Pour se réclamer d’une forme de continuité, les promesses du néopopulisme demeurent trompeuses et intenables.
En octobre 1922, la marche sur Rome conduisit le roi Victor-Emmanuel III à appeler Benito Mussolini à former le gouvernement. Un siècle après, Giorgia Meloni, leader du parti néofasciste Fratelli d’Italia, devient à 45 ans la première femme présidente du Conseil, à la tête d’une coalition des droites qui dispose d’une forte majorité dans les deux assemblées.
L’accession au pouvoir de Giorgia Meloni inaugure une nouvelle ère. La nouvelle première ministre d’Italie a en effet choisi de cultiver l’ambiguïté, développant un néopopulisme plus institutionnel qu’extrémiste, plus européen qu’hypernationaliste, plus occidental que porté vers les tyrannies du XXIe siècle.

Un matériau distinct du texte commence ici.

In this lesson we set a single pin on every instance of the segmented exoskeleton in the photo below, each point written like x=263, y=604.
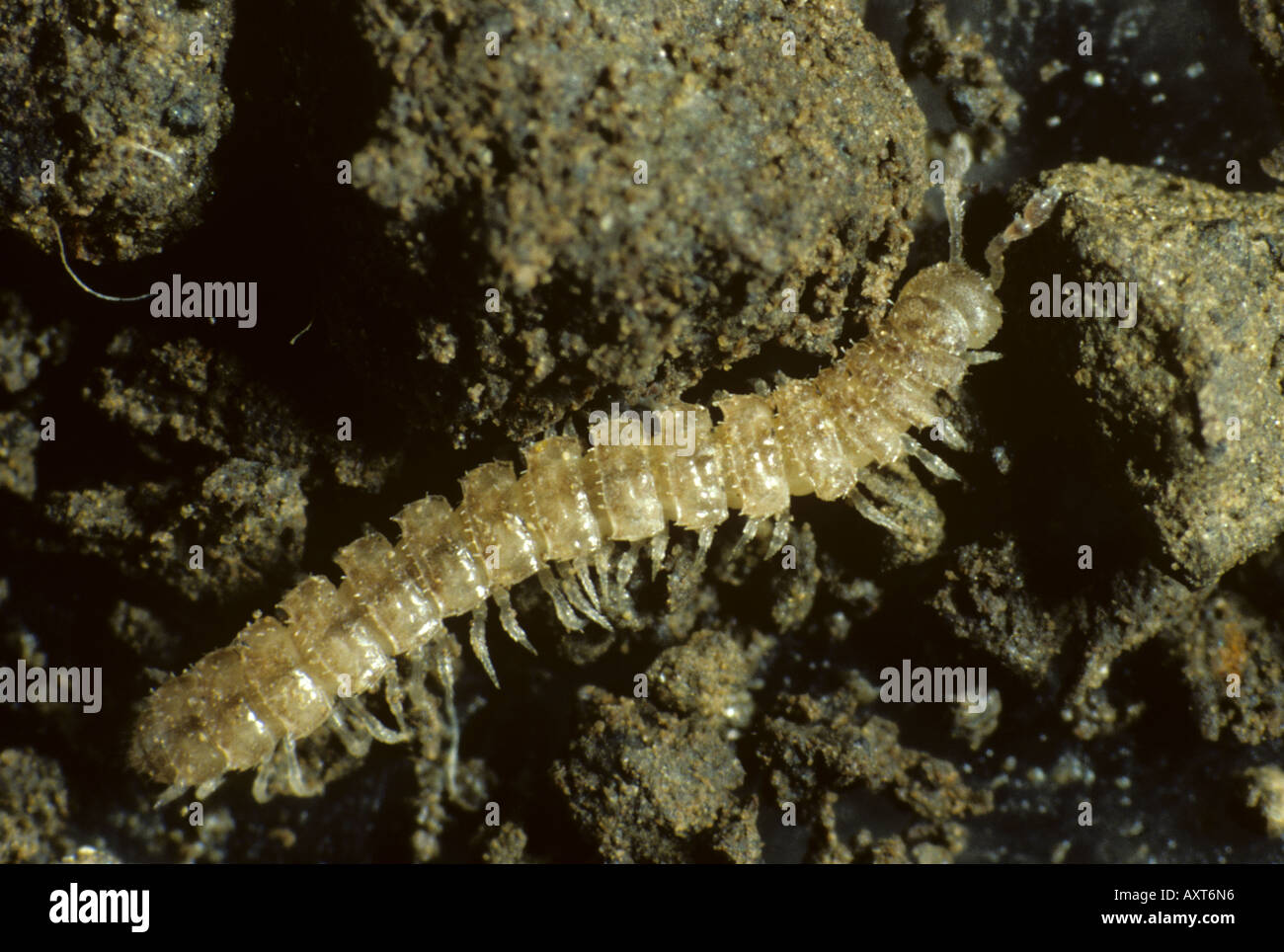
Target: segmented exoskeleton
x=281, y=678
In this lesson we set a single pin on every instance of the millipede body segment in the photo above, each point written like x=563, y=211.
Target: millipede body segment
x=570, y=515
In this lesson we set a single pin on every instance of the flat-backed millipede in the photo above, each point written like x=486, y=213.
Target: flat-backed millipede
x=281, y=678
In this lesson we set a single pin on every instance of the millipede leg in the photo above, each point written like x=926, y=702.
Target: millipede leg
x=568, y=617
x=572, y=588
x=586, y=582
x=623, y=574
x=509, y=618
x=416, y=686
x=445, y=676
x=208, y=788
x=872, y=513
x=602, y=563
x=476, y=638
x=659, y=545
x=779, y=534
x=261, y=777
x=950, y=436
x=356, y=745
x=706, y=539
x=380, y=732
x=394, y=693
x=750, y=531
x=293, y=772
x=933, y=463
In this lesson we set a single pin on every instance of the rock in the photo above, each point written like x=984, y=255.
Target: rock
x=108, y=119
x=1189, y=399
x=527, y=162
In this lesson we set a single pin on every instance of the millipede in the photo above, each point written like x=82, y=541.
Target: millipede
x=572, y=515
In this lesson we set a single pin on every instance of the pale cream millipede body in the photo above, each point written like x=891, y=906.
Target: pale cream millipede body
x=570, y=515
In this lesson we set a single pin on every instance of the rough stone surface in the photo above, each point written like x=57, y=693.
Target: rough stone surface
x=114, y=97
x=1190, y=398
x=529, y=158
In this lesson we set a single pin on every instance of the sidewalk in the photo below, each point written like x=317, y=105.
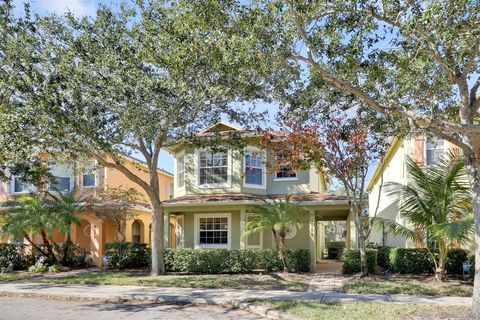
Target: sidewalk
x=203, y=296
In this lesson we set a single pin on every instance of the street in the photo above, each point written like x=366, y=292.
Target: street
x=14, y=308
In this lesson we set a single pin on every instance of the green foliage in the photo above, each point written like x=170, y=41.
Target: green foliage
x=455, y=260
x=38, y=267
x=277, y=216
x=121, y=255
x=335, y=249
x=54, y=268
x=411, y=261
x=208, y=261
x=12, y=255
x=351, y=261
x=383, y=256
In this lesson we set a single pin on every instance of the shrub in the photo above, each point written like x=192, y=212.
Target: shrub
x=38, y=267
x=121, y=255
x=12, y=255
x=383, y=256
x=455, y=260
x=351, y=261
x=412, y=261
x=335, y=249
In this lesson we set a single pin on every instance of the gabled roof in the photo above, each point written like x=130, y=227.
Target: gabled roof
x=220, y=126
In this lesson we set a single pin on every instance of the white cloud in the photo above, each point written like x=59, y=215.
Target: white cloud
x=77, y=7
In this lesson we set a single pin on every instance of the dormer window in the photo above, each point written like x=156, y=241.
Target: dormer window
x=434, y=149
x=214, y=168
x=254, y=170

Son discours d’investiture devant la Chambre des députés fournit les grandes lignes de cet aggiornamento. La priorité demeure la lutte contre l’immigration, confondue avec le rétablissement de la sécurité. La politique économique associe baisses d’impôts et protectionnisme du côté de l’offre, aides aux familles du côté de la demande. La sortie de l’Union et de l’euro est abandonnée au profit d’une révision des traités et du pacte de stabilité ainsi que de la critique du resserrement monétaire poursuivi par la BCE. L’ancrage dans le camp des démocraties occidentales est réaffirmé et se décline dans le soutien à l’Ukraine, la condamnation de l’agression russe, la résistance au chantage nucléaire, énergétique et alimentaire pratiqué par Vladimir Poutine – et ce en opposition à Silvio Berlusconi et Matteo Salvini. Le tout est placé sous le signe d’un retour aux valeurs chrétiennes – dont le « droit au non-avortement » -, à la famille traditionnelle et à un patriotisme exacerbé.
Pour la démocratie, il s’agit d’une simple rémission et non pas d’une guérison car les causes profondes du populisme – à savoir le déclassement économique, social, culturel, civique des classes moyennes et populaires – n’ont nullement été éradiquées. Le populisme n’a pas disparu mais se réinvente aujourd’hui, renonçant à la rupture avec les marchés à la suite de la panique financière déclenchée par Liz Truss au Royaume-Uni, à la rupture avec l’Union et l’euro à la lumière du naufrage du Brexit, à la rupture avec la démocratie et l’Otan à la lumière de la menace existentielle que la Russie fait peser sur le continent.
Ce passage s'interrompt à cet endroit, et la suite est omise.